The PSO will provide a reasoned opinion on the patentability of the main invention of a complete application under Australian law, as well as an opinion in relation to examination issues such as clear enough and complete enough disclosure of the invention within the patent specification, clarity and succinctness and support of the claims, and unity of the claims. However, being a preliminary search and opinion, the PSO will not include an opinion on formality and entitlement issues unlike a substantive examination process.
It is important to note that the PSO is not intended to be a final or binding determination of the validity of an application and does not replace the usual substantive examination process. This new process is an optional supplement to the existing substantive examination.
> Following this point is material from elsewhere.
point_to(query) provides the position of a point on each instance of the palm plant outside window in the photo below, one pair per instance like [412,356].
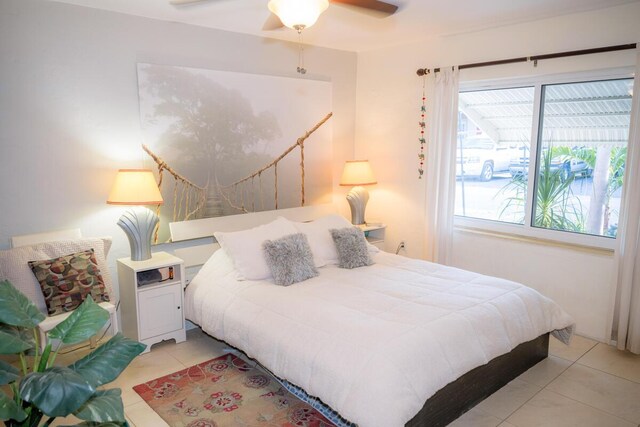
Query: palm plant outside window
[569,179]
Interestingly, the initial draft regulations proposed the PSO as a compulsory step to be carried out on all complete applications with the exception of PCT applications, convention and divisional applications, and applications which had been subject to an international-type search. However, following feedback from stakeholders, who expressed the view that a compulsory PSO would disadvantage Australian small-to-medium enterprises, the draft regulations were revised and have now resulted in the PSO being an optional step under the current Patents Act 1990.
As noted above, the Intellectual Property Laws Amendment (Raising the Bar) Act 2012 has also introduced a new search fee.
For standard complete patent applications filed on or after 15 April 2013, the respective applicants may be requested to pay a new search fee of AU$1,400 during examination. However, the new examination search fee will not be payable in respect of every standard complete applications filed on or after 15 April 2013. Rather, the fee will only be payable where no earlier “quality” search results – such as a search conducted by a foreign patent office on a corresponding application – are available and an examiner is required to conduct a full search at examination.
The new examination search fee will not apply to innovation patent applications which undergo substantive examination.
Whilst the Intellectual Property Laws Amendment (Raising the Bar) Act 2012 introduces the new search fee following its commencement on 15 April 2013, there is still uncertainty surrounding how and when the new search fee will actually be applied by the Australian Patent Office (IP Australia). At this stage, IP Australia has only advised that the new search fee will not be implemented immediately and that stakeholders will be advised about how and when the new fee will apply at a later date.
When the draft regulations were initially released, the new examination search fee was proposed to be AU$1,710. The initial proposal was the same as the fee proposed for the PSO (AU$2,200) less the cost for requesting examination (AU$490). However, following feedback from stakeholders raising concerns regarding the quantum of the new search fee and the impact it would have on small businesses who file applications only in Australia, the new search fee was reduced to AU$1,400 under the current Patents Act 1990.
On one hand, the introduction of the new search fee brings Australia in line with a number of other major jurisdictions, such as the US and Europe, where separate search and examination fees are payable. On the other hand, the quantum of the search fee and the questions regarding how and when the new fee will apply, even months after commencement of the Intellectual Property Laws Amendment (Raising the Bar) Act 2012, arouses uncertainty in its implementation.
Conclusion and Practical Advice
The introduction of a PSO provides patent applicants in Australia with the option of obtaining an early indication of the patentability of their complete applications. However, as mentioned, it is important to note that the PSO is not intended to replace the usual substantive examination process as it does not provide a final or binding determination of the validity of an application.
In relation to the introduction of a new examination search fee, there is still a lot of uncertainty about how and when the new fee will apply. As such, there will be a need to “watch this space” regarding the implementation of the new fee.
These new options will be of use for selected patent applications in given commercial circumstances.